Developers have to digest and explain the needs of their customers, forming 200 to 300 pages of documents as atomic units.

Even after both parties have "signed" The requirements document, the customer continues to change the requirements. This means that the work of the developer is consistently denied and changed.

This results in the development duration having to be extended beyond the previously scheduled completion date.

The test must wait until all the development work is "done" before the final stage begins. The test was forced to end in haste as the deadline had expired.

Quality is no longer a measure of whether the development software works correctly, but is a measure of how often computing testers and developers interpret requirements in the same way.

The end result is that hundreds of bugs abscond from the development process and eventually appear in front of the customer. Admittedly, bugs are the worst waste because they are the developed state of the wrong needs. This means that customers spend money to buy the software they develop, and then they (or the team) have to digest the cost of making it work correctly.

Obviously, the way the development team works doesn't put quality first, in fact, it puts the quality at the bottom. Because analysts, developers, and testers are rigidly put into the project, each GU is doing a separate task. They never work together like machines that are integrated together, nor do they feel the responsibility of collaboration and the sense of belonging to the system's quality. Whenever there is a problem, they blame each other. In short, they failed to create and accept such a culture of quality.

The most important decision we have decided to take control of quality is to require the developer to complete the acceptance test of the work item that is being developed before the code is written. This is what people call acceptance test-driven development (acceptance test driven development or short ATDD). With ATDD, we literally put quality first.

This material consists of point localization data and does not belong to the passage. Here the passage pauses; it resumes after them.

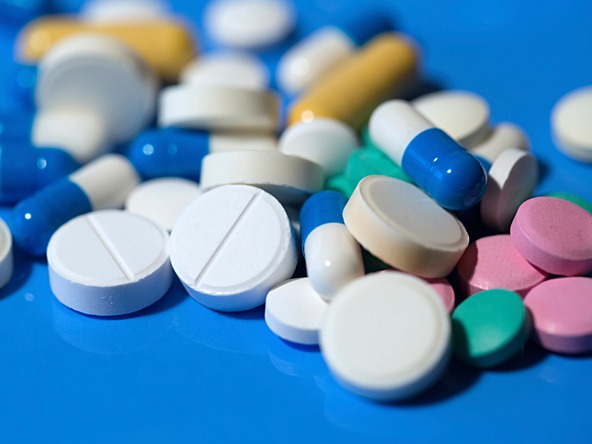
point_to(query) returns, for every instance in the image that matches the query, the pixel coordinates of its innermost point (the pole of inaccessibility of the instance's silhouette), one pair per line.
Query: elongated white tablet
(294, 311)
(109, 263)
(290, 179)
(402, 226)
(162, 200)
(218, 108)
(463, 115)
(386, 336)
(231, 245)
(512, 180)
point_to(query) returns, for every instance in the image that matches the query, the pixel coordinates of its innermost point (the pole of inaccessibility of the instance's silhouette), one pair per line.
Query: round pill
(162, 200)
(231, 245)
(490, 327)
(249, 24)
(554, 235)
(562, 313)
(217, 108)
(290, 179)
(294, 311)
(386, 336)
(570, 122)
(399, 224)
(109, 263)
(493, 262)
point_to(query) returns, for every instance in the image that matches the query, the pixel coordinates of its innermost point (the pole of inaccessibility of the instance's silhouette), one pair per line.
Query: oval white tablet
(217, 108)
(162, 200)
(231, 245)
(386, 336)
(294, 311)
(109, 263)
(402, 226)
(289, 179)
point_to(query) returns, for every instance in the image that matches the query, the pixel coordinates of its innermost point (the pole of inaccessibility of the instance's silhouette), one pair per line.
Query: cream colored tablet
(399, 224)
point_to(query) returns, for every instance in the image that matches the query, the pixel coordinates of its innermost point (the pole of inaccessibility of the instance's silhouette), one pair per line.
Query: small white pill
(109, 263)
(235, 69)
(249, 24)
(162, 200)
(294, 311)
(289, 179)
(327, 142)
(231, 245)
(570, 122)
(386, 336)
(402, 226)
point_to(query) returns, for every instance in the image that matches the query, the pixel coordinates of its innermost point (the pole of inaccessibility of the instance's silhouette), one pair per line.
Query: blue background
(178, 372)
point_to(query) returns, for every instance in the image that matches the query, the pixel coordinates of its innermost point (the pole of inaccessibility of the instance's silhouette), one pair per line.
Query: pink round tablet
(494, 262)
(562, 313)
(554, 235)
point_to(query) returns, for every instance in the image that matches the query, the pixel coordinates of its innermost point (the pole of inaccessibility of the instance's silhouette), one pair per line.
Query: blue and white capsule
(441, 167)
(333, 257)
(101, 184)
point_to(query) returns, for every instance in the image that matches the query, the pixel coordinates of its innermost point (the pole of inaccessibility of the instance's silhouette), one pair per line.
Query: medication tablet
(218, 108)
(231, 245)
(490, 327)
(511, 180)
(494, 262)
(109, 263)
(327, 142)
(570, 122)
(400, 225)
(162, 200)
(235, 69)
(386, 336)
(290, 179)
(294, 311)
(463, 115)
(554, 235)
(249, 24)
(562, 313)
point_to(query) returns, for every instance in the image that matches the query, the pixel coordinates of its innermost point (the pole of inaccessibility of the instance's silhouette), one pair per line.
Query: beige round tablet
(402, 226)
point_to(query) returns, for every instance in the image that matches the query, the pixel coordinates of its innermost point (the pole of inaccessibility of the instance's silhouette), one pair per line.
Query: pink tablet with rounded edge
(562, 313)
(554, 235)
(494, 262)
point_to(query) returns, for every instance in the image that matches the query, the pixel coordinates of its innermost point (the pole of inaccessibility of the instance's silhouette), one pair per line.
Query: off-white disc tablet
(217, 108)
(162, 200)
(290, 179)
(231, 245)
(463, 115)
(109, 263)
(294, 311)
(570, 121)
(386, 336)
(402, 226)
(103, 74)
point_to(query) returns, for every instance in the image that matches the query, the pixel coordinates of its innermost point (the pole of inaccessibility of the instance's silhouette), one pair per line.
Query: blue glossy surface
(178, 372)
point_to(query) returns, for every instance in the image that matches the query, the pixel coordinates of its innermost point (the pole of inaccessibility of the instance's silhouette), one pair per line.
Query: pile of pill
(144, 162)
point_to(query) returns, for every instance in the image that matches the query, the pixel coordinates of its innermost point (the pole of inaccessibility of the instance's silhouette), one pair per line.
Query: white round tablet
(249, 24)
(217, 108)
(463, 115)
(231, 245)
(109, 263)
(235, 69)
(162, 200)
(402, 226)
(290, 179)
(294, 311)
(386, 336)
(570, 122)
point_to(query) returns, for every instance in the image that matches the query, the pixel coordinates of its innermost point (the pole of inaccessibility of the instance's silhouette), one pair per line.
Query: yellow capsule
(166, 46)
(385, 67)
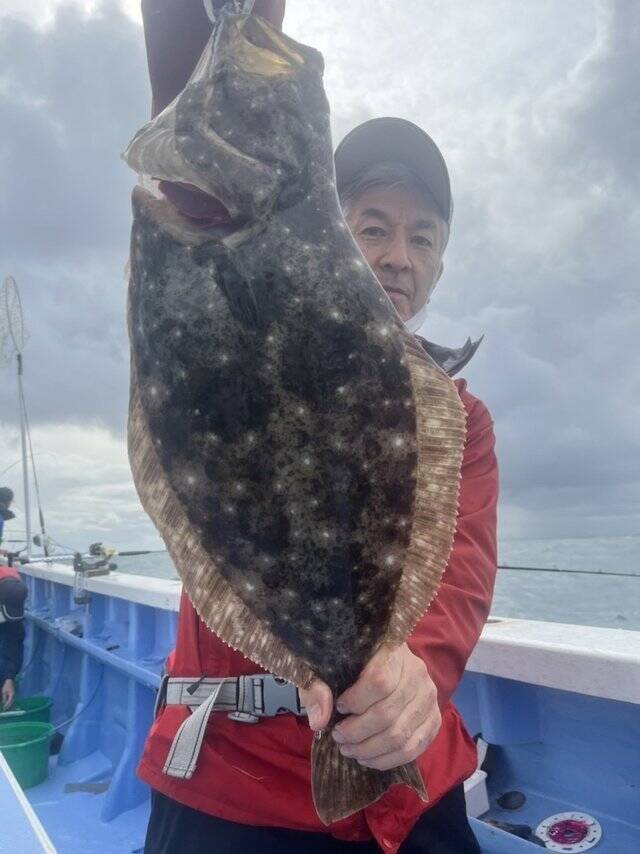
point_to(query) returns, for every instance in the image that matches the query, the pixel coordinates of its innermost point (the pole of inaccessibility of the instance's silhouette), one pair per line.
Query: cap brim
(392, 139)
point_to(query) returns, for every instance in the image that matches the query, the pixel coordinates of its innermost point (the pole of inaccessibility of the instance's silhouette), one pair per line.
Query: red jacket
(259, 774)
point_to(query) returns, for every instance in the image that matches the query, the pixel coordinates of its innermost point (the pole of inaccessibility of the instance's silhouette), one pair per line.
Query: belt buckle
(243, 717)
(280, 696)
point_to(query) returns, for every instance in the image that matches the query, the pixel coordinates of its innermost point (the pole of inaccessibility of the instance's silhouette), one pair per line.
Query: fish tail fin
(341, 786)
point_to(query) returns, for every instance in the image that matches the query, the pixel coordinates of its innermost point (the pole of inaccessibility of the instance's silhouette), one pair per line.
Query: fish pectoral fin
(342, 786)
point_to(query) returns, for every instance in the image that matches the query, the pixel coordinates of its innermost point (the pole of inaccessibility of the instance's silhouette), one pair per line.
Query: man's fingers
(378, 680)
(318, 701)
(378, 718)
(395, 738)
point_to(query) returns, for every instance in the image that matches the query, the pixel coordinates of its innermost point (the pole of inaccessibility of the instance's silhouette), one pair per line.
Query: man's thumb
(318, 701)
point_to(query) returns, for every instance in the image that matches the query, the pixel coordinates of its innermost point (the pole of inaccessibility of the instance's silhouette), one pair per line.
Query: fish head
(249, 128)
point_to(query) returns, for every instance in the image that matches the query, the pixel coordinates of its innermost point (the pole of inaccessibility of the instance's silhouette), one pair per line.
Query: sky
(536, 108)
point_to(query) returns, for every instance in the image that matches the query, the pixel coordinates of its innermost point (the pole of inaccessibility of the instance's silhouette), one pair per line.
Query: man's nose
(396, 256)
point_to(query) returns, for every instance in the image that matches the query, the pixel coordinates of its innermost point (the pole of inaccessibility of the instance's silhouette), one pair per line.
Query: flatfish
(296, 448)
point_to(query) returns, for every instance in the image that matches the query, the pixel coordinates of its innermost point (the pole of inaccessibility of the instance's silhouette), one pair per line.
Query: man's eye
(373, 231)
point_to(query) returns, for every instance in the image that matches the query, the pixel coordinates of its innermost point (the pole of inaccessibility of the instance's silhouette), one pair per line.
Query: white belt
(246, 699)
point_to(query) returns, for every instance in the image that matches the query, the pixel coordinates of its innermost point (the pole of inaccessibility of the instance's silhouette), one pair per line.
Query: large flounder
(295, 447)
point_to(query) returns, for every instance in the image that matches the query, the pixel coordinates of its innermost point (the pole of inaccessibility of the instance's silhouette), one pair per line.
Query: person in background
(6, 497)
(251, 788)
(13, 593)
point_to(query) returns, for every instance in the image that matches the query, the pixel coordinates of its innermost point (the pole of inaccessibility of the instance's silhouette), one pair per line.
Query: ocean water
(563, 597)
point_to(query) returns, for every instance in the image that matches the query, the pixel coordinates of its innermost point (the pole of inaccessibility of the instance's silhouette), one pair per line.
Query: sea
(576, 591)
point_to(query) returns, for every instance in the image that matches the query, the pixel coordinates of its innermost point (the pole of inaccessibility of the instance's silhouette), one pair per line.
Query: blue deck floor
(73, 819)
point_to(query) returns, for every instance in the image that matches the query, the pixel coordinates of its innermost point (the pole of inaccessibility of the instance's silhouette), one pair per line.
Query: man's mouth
(392, 290)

The way we use ATDD to fit this project is that we require relevant acceptance tests for each work item in backlog. As a result, requirements that are not covered by code are effectively documented. This also forces testers and developers to have the same understanding of the same starting line before coding begins. The developer's work focused on letting those failed acceptance tests pass. It is important to clarify that the tests are developed based on the work item level, rather than developing a batch of work items at the same time.

This approach radically alters the way that guesswork works, and the code developed is either right or wrong. Tests either pass or fail. It's so simple, it's not right, it's wrong. Since each developer's focus is on only one work item, the number of acceptance tests that a developer needs to understand for a period of time is never too much compared to the previous mode of work to understand the entire analysis document. The status process of the acceptance test is:

Failed. The test failed immediately because the code did not implement the functionality and passed the test.

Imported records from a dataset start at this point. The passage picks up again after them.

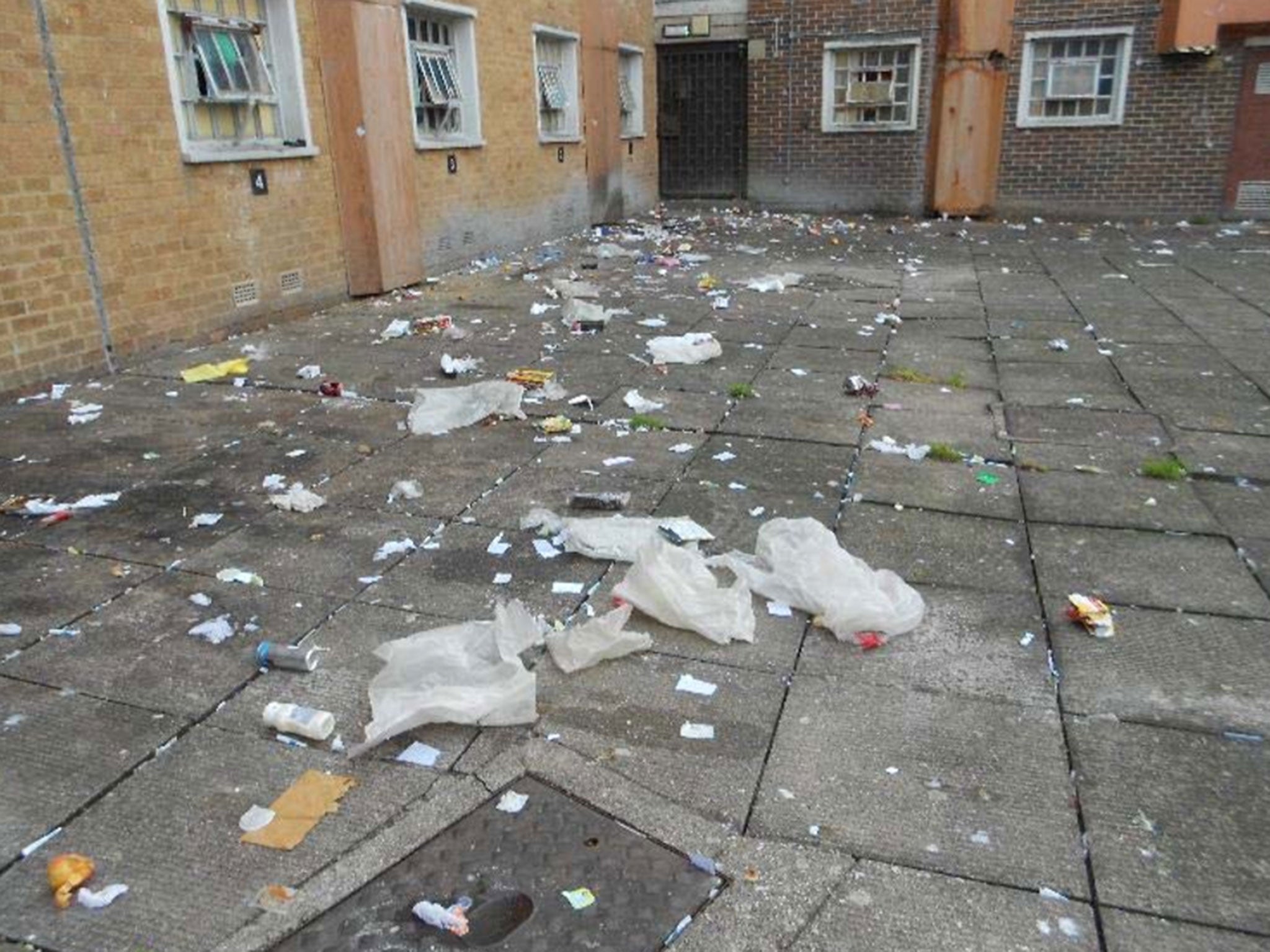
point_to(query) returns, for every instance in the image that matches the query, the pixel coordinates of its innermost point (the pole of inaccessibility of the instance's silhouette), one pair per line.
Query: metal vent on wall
(1253, 197)
(246, 293)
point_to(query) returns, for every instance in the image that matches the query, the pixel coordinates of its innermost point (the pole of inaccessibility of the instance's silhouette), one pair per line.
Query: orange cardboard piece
(300, 809)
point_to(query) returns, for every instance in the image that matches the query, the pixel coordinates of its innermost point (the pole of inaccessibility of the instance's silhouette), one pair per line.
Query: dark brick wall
(791, 162)
(1170, 155)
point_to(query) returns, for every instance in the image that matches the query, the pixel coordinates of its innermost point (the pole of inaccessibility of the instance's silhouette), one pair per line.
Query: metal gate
(701, 120)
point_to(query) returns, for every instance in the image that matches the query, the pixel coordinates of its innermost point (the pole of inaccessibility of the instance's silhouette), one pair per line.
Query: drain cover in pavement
(515, 867)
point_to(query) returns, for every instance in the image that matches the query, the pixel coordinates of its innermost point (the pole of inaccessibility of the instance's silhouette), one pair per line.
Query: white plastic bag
(445, 409)
(676, 587)
(801, 563)
(468, 673)
(686, 348)
(598, 640)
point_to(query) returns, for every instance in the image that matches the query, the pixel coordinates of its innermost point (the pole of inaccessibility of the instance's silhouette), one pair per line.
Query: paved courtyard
(995, 780)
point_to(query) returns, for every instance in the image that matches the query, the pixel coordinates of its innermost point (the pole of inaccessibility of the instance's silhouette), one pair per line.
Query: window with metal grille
(443, 75)
(1073, 79)
(235, 77)
(556, 55)
(870, 87)
(630, 90)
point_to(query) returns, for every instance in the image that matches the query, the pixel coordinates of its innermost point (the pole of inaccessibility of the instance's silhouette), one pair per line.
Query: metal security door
(701, 120)
(1248, 186)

has been developed. Let the test pass code already written. When the developer implements the code, they confirm the process state.

Pass. The tester confirms that the code that was developed did pass the test.

The positive results of the transformation of product quality have been obtained only by using the ATDD method.

During the first 8 weeks of using ATDD, we turned a document that was not covered by any test document into a project with a full set of tests and Test history documents, guaranteeing the overall quality of the code that was developed.